Não sendo guiada pelos motivos, que não explicam o querer em sua essência, mas são apenas suas manifestações num momento dado, a vontade tampouco se deixa dirigir pelo conhecimento. O conhecimento, intuitivo ou racional, é um meio para a conservação do indivíduo e da espécie, ou seja, visa originariamente realizar os fins da vontade, mantendo-se, por conseguinte, subordinado a ela (MRV, II, 27, §27).

Entretanto, é possível um segundo tipo de conhecimento, mais elevado do que aquele que se submete ao princípio da razão suficiente: trata-se do conhecimento das ideias, independente dele (MRV, III, §34). As ideias, para Schopenhauer, que as toma de empréstimo a Platão e aproxima-as de Kant, reformulando-as a seu modo, são as propriedades universais e imutáveis dos corpos particulares, fora do espaço, do tempo e da causalidade; são as formas imutáveis dos corpos orgânicos e inorgânicos e das forças da natureza, que os fenômenos copiam conforme o princípio da razão. Diferentemente dos fenômenos, elas sempre são, nunca vêm a ser. Representando cada fixo e definido grau de objetivação da vontade, enquanto coisa em si, logo alheia à pluralidade, estes graus se relacionam às coisas particulares como seus protótipos ou formas eternas. (MRV, III, 30-32).

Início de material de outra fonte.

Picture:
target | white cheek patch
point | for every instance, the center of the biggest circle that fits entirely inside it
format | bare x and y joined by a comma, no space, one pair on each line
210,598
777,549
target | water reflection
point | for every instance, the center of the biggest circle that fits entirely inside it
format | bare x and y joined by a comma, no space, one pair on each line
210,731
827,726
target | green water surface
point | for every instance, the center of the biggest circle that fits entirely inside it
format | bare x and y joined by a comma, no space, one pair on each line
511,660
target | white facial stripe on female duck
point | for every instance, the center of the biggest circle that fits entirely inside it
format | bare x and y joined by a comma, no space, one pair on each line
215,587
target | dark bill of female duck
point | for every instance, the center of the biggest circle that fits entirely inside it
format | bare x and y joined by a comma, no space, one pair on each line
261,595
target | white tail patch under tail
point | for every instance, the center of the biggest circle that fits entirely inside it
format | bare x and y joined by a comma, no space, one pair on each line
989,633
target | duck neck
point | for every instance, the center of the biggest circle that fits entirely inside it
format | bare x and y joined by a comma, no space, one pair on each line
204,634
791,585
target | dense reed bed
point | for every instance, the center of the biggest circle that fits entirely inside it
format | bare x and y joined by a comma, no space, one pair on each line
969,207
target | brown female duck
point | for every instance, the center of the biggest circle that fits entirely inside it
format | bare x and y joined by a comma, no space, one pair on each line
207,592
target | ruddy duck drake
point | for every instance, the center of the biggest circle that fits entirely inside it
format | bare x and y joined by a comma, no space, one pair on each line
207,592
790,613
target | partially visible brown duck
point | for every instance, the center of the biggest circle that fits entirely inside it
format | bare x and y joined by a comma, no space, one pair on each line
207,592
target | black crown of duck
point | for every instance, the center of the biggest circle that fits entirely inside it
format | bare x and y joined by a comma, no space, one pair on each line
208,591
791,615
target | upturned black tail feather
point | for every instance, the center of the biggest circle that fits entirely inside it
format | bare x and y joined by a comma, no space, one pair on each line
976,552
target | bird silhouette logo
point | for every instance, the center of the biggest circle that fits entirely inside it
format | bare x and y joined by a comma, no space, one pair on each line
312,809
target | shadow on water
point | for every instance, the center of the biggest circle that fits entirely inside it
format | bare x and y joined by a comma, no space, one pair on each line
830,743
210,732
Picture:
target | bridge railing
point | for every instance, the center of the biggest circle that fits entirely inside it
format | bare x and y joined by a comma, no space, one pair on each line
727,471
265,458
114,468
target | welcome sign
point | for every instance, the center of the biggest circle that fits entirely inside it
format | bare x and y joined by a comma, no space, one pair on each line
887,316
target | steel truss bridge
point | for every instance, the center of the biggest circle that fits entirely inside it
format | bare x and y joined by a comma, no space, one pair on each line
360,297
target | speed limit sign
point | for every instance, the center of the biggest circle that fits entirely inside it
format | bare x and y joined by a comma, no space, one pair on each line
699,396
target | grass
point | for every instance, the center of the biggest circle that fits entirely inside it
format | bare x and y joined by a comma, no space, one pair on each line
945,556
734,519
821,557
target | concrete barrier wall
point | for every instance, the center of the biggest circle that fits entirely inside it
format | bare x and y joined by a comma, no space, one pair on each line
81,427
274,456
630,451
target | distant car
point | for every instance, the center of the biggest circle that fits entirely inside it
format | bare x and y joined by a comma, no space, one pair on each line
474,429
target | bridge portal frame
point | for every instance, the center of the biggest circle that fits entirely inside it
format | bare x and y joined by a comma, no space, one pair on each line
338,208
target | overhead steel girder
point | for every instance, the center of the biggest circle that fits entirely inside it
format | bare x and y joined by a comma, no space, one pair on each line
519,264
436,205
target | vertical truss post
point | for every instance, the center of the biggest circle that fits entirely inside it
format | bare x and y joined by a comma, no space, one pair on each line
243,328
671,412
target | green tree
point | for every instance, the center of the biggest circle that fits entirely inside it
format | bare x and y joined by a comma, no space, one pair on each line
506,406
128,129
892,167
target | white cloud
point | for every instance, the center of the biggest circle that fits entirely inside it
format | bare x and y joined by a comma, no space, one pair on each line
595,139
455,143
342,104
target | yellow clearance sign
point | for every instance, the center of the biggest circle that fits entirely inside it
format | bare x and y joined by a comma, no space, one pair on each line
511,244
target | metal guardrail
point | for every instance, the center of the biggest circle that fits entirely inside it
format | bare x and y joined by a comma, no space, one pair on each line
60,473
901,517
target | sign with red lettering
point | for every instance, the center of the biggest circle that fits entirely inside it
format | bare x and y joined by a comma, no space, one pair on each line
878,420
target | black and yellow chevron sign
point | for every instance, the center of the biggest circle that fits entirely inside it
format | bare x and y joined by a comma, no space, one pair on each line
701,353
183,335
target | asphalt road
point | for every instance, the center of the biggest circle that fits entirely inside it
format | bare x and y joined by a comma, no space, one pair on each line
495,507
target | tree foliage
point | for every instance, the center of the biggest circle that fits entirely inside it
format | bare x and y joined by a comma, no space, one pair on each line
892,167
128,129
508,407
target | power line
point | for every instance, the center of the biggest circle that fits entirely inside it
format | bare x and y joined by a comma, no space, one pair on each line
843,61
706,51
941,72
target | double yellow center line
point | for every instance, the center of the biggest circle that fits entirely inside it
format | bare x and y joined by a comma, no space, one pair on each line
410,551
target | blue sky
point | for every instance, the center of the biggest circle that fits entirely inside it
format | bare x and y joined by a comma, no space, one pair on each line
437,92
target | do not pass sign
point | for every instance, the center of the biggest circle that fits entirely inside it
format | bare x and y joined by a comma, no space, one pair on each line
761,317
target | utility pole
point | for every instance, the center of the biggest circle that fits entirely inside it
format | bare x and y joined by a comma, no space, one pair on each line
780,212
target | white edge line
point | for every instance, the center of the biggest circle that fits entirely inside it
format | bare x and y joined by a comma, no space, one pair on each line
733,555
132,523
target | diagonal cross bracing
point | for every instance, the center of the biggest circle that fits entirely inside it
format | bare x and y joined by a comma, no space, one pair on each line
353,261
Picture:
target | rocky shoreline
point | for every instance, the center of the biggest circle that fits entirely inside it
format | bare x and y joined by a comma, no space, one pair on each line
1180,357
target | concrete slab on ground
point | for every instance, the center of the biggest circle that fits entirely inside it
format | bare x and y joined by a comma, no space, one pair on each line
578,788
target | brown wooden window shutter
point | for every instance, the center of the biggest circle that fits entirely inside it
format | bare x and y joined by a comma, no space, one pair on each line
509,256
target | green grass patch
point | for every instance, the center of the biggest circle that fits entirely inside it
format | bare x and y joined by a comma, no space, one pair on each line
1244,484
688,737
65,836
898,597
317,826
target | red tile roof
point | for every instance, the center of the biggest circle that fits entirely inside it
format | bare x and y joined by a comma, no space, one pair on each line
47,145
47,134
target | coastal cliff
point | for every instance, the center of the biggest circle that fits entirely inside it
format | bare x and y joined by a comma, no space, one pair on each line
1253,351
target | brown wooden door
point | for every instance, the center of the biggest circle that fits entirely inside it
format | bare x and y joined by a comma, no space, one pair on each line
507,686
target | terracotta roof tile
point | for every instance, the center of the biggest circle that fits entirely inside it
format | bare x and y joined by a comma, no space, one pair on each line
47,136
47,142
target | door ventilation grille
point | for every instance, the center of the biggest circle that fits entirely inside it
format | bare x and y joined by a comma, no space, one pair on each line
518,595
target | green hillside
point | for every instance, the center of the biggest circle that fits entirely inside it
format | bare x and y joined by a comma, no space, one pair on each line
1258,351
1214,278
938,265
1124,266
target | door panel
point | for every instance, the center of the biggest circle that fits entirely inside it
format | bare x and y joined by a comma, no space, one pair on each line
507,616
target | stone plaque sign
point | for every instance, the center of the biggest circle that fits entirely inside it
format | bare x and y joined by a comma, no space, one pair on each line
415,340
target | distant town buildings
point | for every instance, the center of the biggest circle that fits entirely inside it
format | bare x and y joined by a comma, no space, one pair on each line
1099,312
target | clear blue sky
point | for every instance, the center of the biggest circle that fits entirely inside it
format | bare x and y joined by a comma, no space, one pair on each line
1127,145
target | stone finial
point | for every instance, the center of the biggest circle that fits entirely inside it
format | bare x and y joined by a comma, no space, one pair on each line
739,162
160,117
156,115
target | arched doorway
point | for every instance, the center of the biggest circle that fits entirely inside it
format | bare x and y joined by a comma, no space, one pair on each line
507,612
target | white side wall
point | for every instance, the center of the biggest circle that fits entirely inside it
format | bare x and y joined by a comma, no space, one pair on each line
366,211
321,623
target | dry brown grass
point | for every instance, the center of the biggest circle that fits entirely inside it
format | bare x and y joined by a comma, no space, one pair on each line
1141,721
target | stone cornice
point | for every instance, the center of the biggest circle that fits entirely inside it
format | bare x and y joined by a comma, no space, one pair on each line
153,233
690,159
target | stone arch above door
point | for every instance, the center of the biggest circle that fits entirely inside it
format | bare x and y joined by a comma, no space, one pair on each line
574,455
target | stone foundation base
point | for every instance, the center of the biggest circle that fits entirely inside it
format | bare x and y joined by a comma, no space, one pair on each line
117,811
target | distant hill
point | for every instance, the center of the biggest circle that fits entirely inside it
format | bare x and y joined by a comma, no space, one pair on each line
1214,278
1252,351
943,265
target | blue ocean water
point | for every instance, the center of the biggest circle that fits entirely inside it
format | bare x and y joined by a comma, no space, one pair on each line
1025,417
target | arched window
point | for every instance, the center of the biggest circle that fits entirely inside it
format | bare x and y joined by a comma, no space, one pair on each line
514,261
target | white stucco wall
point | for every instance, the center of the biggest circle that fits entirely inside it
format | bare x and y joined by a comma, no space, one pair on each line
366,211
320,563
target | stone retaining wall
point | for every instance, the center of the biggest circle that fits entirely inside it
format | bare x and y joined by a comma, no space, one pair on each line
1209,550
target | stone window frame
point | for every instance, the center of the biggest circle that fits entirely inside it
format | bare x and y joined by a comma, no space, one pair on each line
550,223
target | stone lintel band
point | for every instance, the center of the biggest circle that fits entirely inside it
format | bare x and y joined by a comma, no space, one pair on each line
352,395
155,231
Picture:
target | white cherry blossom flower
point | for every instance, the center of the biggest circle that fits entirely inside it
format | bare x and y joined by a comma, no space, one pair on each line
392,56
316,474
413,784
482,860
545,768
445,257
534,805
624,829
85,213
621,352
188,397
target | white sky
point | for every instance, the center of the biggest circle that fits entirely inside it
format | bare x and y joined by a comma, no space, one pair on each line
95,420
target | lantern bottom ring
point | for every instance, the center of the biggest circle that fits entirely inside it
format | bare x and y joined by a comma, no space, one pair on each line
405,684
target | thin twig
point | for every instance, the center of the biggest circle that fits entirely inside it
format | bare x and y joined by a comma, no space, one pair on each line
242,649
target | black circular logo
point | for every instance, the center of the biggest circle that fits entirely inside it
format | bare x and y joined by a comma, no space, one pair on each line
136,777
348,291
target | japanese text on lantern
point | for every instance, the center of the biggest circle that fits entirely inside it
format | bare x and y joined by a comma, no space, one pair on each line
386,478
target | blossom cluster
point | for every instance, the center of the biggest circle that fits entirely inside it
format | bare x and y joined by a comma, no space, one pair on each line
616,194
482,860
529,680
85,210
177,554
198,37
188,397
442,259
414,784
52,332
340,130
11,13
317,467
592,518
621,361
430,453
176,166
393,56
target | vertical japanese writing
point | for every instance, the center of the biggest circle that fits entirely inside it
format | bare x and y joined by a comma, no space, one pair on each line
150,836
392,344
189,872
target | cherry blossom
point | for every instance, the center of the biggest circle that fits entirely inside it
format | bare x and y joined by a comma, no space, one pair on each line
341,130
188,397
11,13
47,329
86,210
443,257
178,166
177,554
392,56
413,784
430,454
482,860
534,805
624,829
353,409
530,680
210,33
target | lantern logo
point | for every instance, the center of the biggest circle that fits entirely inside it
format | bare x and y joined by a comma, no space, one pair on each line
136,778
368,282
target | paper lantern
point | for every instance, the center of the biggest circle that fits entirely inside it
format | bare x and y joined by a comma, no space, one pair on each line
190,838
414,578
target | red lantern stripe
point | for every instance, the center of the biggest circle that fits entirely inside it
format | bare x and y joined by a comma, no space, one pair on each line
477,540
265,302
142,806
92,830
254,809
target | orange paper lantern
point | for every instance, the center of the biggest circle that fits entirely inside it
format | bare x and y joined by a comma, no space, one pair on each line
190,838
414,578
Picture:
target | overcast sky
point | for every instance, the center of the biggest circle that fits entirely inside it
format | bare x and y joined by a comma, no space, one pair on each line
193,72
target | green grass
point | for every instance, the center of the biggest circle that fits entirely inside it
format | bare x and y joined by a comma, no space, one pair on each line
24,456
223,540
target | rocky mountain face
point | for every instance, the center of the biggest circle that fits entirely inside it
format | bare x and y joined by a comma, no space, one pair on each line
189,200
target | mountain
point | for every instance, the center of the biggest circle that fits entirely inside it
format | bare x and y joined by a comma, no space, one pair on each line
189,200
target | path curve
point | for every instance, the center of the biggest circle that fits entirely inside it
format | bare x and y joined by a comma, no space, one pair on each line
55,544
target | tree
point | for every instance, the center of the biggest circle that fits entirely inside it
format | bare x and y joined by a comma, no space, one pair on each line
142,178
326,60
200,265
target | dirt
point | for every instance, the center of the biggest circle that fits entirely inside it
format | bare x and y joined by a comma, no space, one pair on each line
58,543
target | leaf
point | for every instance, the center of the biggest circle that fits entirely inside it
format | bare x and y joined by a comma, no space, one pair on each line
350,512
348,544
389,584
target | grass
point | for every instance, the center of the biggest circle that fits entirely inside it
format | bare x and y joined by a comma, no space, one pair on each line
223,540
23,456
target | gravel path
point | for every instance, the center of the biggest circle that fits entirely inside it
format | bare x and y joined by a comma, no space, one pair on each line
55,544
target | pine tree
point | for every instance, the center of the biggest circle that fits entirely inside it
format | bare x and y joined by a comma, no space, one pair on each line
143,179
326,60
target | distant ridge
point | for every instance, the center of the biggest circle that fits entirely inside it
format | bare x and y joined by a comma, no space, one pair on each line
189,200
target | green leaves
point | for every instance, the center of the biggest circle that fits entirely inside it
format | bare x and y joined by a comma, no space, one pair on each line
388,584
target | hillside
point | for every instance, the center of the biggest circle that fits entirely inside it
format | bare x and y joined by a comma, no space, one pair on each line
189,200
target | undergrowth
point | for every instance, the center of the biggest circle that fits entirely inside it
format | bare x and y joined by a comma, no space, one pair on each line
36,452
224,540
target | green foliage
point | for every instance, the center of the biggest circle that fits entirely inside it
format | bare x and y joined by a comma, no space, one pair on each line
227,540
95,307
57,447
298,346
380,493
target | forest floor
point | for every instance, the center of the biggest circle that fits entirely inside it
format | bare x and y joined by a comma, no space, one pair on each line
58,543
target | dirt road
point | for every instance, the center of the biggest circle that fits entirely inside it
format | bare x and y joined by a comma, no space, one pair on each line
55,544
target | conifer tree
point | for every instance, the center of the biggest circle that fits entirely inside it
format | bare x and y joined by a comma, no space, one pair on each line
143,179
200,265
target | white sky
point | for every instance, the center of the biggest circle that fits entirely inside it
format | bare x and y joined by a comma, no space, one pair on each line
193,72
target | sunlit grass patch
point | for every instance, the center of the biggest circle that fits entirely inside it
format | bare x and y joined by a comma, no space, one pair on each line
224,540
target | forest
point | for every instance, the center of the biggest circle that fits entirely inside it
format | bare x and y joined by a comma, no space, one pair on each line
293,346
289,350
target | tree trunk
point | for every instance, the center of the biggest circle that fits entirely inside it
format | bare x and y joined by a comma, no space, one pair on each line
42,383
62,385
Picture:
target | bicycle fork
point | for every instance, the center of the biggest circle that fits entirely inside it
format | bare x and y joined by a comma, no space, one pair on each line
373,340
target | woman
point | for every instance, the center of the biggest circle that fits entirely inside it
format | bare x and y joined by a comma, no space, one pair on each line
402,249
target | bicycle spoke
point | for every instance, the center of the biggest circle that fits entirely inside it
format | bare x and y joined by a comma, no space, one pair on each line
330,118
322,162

Enquanto o conhecimento em geral é apenas um meio para a conservação do indivíduo ou da espécie, a serviço da vontade, a transição para o conhecimento das

ideias é uma exceção, pois liberta-se dela. Exige uma mudança prévia no sujeito, que, na medida em que concebe as idéias, não é mais indivíduo, e sim puro sujeito do conhecimento, destituído da vontade, concebendo em fixa contemplação o objeto, sem conexão com outros. Devotado inteiramente à intuição, o espírito se perde no objeto, permanecendo como seu espelho. Na ideia, sujeito e objeto estão em pleno equilíbrio: o sujeito livre da vontade, o objeto do princípio da razão (MRV, III, §34).

Portanto, o conhecimento das ideias é a apreensão intuitiva da essência dos objetos. A intuição é fundamental; dela derivam a reflexão e os conceitos. Compete à filosofia transformar o conhecimento intuitivo em saber abstrato e inteligível; contudo, mais do que dedução, ela é intuição, nisso se aparentando à arte. A arte, obra do gênio, é justamente o conhecimento intuitivo das ideias: a contemplação estética é uma representação intuitiva pura, que vê o mundo do ponto de vista da eternidade. Trata-se de uma contemplação desinteressada, pela qual o sujeito atinge uma libertação metafísica, ao elevar-se ao estado de puro sujeito do conhecimento (MRV, III, §36). Só o gênio é capaz de um esquecimento completo de sua própria pessoa e de suas relações, constituindo sua essência a capacidade para a pura contemplação; a genialidade é a objetividade mais perfeita (MVR, IV, 37).34 Contudo, como veremos a

seguir, a condição mais elevada à qual pode aceder o homem não é a genialidade, mas a santidade, que reside na auto-negação da vontade.